Find duplicate files fast using a randomized hashing method

rdupfind is a checksum-based duplicate file finder which attempts to be fast always. The program maintains a top-level hashmap in which files are mapped according to their sizes. The values in the map are trees initially containing only a single filename. For each new file encountered, if the file-size is not already in the hashmap, the file is just added to the hash against its file-size. If on the other hand the slot is already occupied, we get or compute a random sequence of byte offsets and the checksums (say sha1) of the corresponding file blocks for both the new and the conflicting files. If they match, the trial is repeated at most a fixed number (which can be changed via the option --ntrials) of times.
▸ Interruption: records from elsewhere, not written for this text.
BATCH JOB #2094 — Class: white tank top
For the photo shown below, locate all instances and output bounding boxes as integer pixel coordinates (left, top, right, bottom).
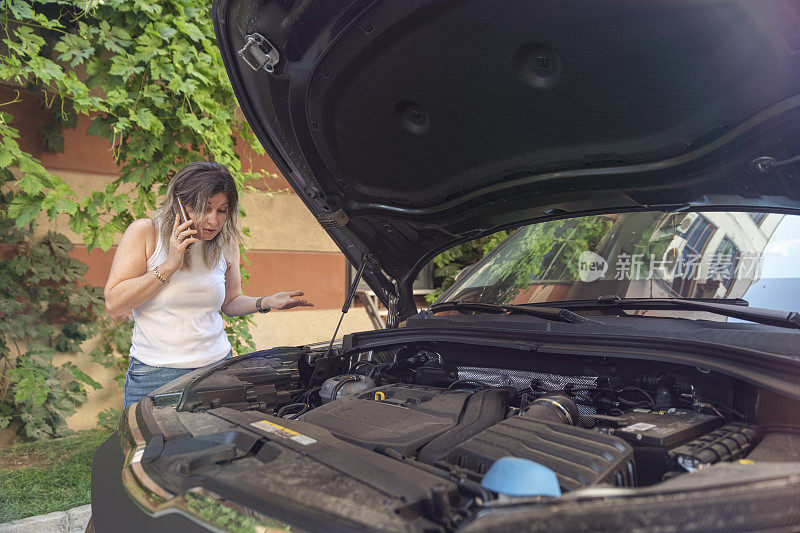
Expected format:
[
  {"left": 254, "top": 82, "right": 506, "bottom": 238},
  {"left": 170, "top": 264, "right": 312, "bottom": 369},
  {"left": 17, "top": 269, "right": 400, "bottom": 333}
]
[{"left": 130, "top": 225, "right": 231, "bottom": 368}]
If at any point the checksums do not match, a new entry is made in the hashmap at the current level. All the computed checksums are stored in tree structure for possible future reuse. The random sequences are stored in the top-level hashmap so that at most ntrials number of sequences are generated per size. If the new file finds a match at all trials, the program gets or computes the full hash of both the files involved and compares them as a final check. This can be disabled using the --noverify option. Files which match in all the checks are output, along with their matching counterparts.



Find duplicate files in the current directory.
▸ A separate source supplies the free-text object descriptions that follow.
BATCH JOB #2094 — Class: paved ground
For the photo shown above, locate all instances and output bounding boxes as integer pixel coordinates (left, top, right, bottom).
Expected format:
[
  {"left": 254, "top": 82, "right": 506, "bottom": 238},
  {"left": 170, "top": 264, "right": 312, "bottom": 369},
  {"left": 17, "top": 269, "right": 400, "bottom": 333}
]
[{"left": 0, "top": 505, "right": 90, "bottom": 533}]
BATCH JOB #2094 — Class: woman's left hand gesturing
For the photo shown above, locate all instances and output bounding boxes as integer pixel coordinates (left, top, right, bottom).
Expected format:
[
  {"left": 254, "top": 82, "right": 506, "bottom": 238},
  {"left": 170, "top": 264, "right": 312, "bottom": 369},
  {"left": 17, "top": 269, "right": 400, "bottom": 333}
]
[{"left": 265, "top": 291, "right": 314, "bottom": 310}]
rdupfind Dir1 Dir2 file1 ...

Find duplicates in Dir1, Dir2, file1, etc. Note that the program will output copies among the command-line arguments. So if file1 is a copy of a file in Dir1, it will be reported.

rdupfind --noverify Dir1 ...

The same as above, but the final full-hash verification is avoided and hence potentially much faster. However, there is a small probability that files which are not exactly identical but are close enough are also reported as copies.

rdupfind -z+100m -z-1g

Find duplicates in the current directory while ignoring files which are less than 100MB or greater than 1GB. Note that there should not be any space between -z and -1g, or else -1g will be considered (and rejected) as a command-line option

rdupfind -s file1 Dir1 Dir2 file2 ...

Do a content-based search for file1 in Dir1, Dir2, file2 etc. Note that this is potentially much faster than doing a rdupfind file1 Dir1 Dir2 file2 ... and then looking for file1 in the output, because in the -s version, files are only ever compared with file1 and hence potentially culled at an early stage.

rdupfind -s file1 -s file2 -s Dir1 Dir2 Dir3 file3 ...

Same as above but search for all files in Dir1 (recursive), file1, file2 among the files of Dir2, Dir3 and file3.

rdupfind -s file1

Similar to above but search for duplicates of file1 in the current directory.